Check out the top stories. They're Tim Russert asking Clinton about Iraq, Chris Matthews tying Clinton's support to her husband's scandals ("the reason she's a candidate for president, the reason she may be a front-runner is her husband messed around"), a fact-check pointing out that Clinton cast the same Iraq vote as Chuck Hagel, The Nation's Washington editor arguing that people are frustrated with Matthews, John Gibson defending Matthews, the Washington Post truncating Clinton comments on MLK, and… oh, one Obama story, where Howard Kurtz leaves a few words out of an Obama quote.

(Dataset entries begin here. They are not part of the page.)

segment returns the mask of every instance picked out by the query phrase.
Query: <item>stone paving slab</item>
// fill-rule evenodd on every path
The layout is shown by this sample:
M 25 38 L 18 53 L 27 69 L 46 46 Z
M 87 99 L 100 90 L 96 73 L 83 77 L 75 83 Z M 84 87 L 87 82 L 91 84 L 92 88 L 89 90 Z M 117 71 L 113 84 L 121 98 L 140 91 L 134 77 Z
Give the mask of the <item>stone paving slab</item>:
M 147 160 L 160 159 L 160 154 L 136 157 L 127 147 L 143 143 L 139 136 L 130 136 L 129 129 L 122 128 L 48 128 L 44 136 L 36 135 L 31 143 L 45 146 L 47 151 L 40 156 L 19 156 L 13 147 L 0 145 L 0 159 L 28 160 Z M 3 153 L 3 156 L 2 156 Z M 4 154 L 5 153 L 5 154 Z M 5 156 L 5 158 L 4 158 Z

My instinct is to say this is good for the Clintons, but the uptick in HRC shilling seems to correspond with a downturn in traffic. Media watchdog groups and bloggers get more oomph when they promote statements that everyone elsed missed (stuff from hour 2 of Rush Limbaugh or Michael Savage) than when they blubber about cable TV hosts. Still, it's something the Republicans probably wish they had. The MRC is nowhere near so targeted for or against a particular candidate.